It had been hailed as one of the most positive meetings in its 45-year history. Reinsurance rates were predicted to rise on average by between 15% to 20% and it was finally time for a upswing in the insurance cycle.

But the mood at the Monte Carlo Rendez-Vous took an unexpected turn, as the terrible events of last Tuesday began to unfold.

At 3.15pm, news of the first plane crash in New York reached the Cafe de Paris. I saw reinsurers rushing around, abandoning scheduled meetings to find out if colleagues based in the Twin Towers had escaped.

While some frantically made calls on their mobile phones, others crammed around the television in Aon's hired suite at the Hotel de Paris.

One distraught Aon broker, based in New York, said: “It's outrageous, it's a crime. I can't reach my colleagues on their phones or cellphones.”

Avner Flavio Hannuna, president of Uni-Mat, which underwrites facultative marine hull and cargo business from the Italian market, said: “Never in the history of insurance have I seen something so big. This will be one of the biggest losses ever in the insurance market.”

Within minutes, Monte Carlo was transformed from a sunny and glamorous James Bond setting to one of mourning and despair.

For the following days, shocked delegates lamented missing family, friends and colleagues. But at the same time, the realisation that the insurance market was now in disarray began to dawn.

Ironically, reinsurers and analysts had cited the predicted rise in rates as good news, but not enough. Now, following last week's disaster, the rates look set to rocket.

Stephen Cane, chairman of the International Underwriting Association (IUA) and chief executive of Alea London, was discussing renewal rates in France at the time of the tragedy.

“What has happened now is those increases will continue to come through but it is more than likely they will be greater than previously envisaged,” he said. “The recent hardening of the market came about because the industry has been suffering for quite a while. But the suffering is going to be even greater because of the events.”

Last Monday and Tuesday, rate increases were expected to be in the region of 15% to 20% across the board. Although it is too early to predict exactly how much they will shoot up by, a major senior analyst has now described the market as “one of the hardest we have ever seen”.

Another said they would not be surprised to see reinsurance rates rise between 35% to 40% across the board. And certain lines of business such as aviation may jump two-fold.

Counting the cost
A Lloyd's reinsurer in the catastrophe sector called the hijacking the biggest man-made loss ever. “All classes of business including property damage, personal accident for passengers, worker's compensation, aviation liability, motor and key personnel will be affected,” he said. “The losses will total $20bn (£13.6bn) or more. It is going to have a big impact on rates in the market, but it is still in an early stage at the moment.”

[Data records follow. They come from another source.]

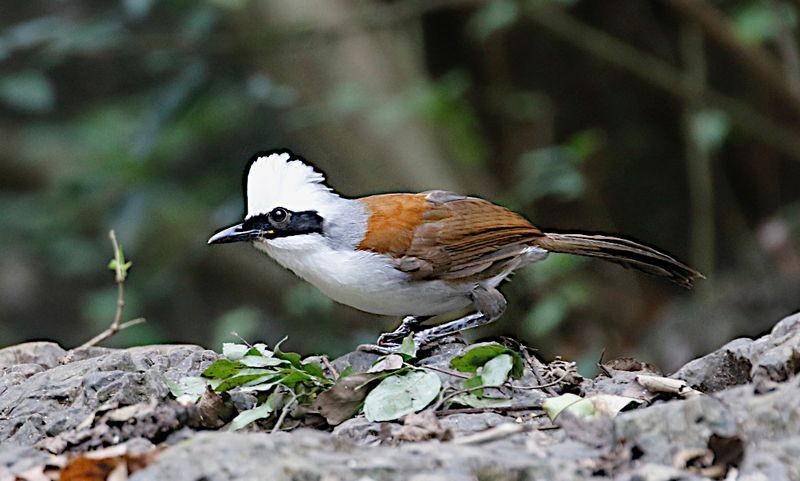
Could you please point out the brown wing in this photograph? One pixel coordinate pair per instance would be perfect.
(444, 235)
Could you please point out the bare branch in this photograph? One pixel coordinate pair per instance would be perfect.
(116, 326)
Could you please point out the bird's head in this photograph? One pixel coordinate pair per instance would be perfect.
(286, 200)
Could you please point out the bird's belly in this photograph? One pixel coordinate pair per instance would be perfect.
(368, 282)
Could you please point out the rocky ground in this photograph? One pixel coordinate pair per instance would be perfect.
(108, 414)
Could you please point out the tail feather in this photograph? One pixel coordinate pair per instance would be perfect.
(625, 252)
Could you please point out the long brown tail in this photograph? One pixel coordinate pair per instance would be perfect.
(621, 251)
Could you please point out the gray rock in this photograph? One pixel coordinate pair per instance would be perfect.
(726, 367)
(306, 455)
(63, 401)
(770, 359)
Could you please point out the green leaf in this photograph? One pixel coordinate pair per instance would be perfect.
(495, 372)
(261, 349)
(314, 369)
(709, 129)
(29, 90)
(408, 348)
(261, 361)
(260, 386)
(243, 377)
(294, 376)
(479, 354)
(474, 383)
(246, 417)
(223, 368)
(398, 395)
(292, 357)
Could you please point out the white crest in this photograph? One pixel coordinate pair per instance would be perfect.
(281, 180)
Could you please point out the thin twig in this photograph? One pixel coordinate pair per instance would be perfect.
(698, 158)
(525, 407)
(494, 433)
(507, 384)
(110, 332)
(284, 412)
(116, 326)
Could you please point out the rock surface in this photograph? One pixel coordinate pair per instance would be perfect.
(745, 426)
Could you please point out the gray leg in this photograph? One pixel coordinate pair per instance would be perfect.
(410, 324)
(490, 304)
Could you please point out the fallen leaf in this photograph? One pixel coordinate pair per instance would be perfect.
(496, 370)
(408, 348)
(660, 384)
(246, 417)
(479, 354)
(392, 362)
(399, 395)
(600, 404)
(343, 399)
(474, 401)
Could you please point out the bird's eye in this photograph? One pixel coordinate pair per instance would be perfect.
(279, 216)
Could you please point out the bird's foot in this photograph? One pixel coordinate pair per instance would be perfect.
(409, 325)
(376, 349)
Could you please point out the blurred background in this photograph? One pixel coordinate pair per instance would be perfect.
(674, 122)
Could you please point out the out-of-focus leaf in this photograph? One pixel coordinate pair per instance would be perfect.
(709, 129)
(303, 299)
(244, 321)
(137, 8)
(495, 372)
(548, 313)
(399, 395)
(479, 354)
(493, 16)
(550, 171)
(28, 90)
(757, 22)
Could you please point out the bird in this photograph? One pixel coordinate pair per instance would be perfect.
(410, 255)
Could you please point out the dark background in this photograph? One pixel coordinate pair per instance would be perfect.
(673, 122)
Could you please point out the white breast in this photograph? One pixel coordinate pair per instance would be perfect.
(364, 280)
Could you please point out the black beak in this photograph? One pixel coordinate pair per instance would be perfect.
(235, 233)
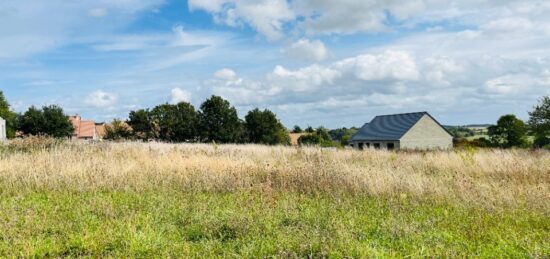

Deputy chairman of Jardine Lloyd Thompson's London operation and chairman of Corporation Risks and Services Group Dominic Collins added: “It is too early to speculate. But the market is in considerable disarray and people are not sure about what kind of reinsurance is in place.

“The way the market is operating at the moment, a lot of people cannot do anything. But insurance costs must go up substantially.”

Collins, who was involved in North American reinsurance during the 1980s, said the reinsurance sector is now facing “the most difficult position” he had ever seen.

“Before it was a difficult but an orderly market,” he said. “Now there are circumstances no one has ever seen before.”

Charles Catt, associate of consultant provider Insurance Solutions and former managing director of Nac Re, agrees.

“Both rates and available capacity are going to be moved dramaticall,” he said. “This will be one of the largest movements ever seen as the losses start to unfold.”

He added that rates for all areas of reinsurance were liable to be affected, including aviation, marine and property.

“I am not sure about how many people will still be in the market,” he said.

“The less capacity there is, the higher the rates are going to go. People may review whether or not they want to be in the business and a lot of people are taking strategic reviews as to their involvement in this area. Capacity will shrink.”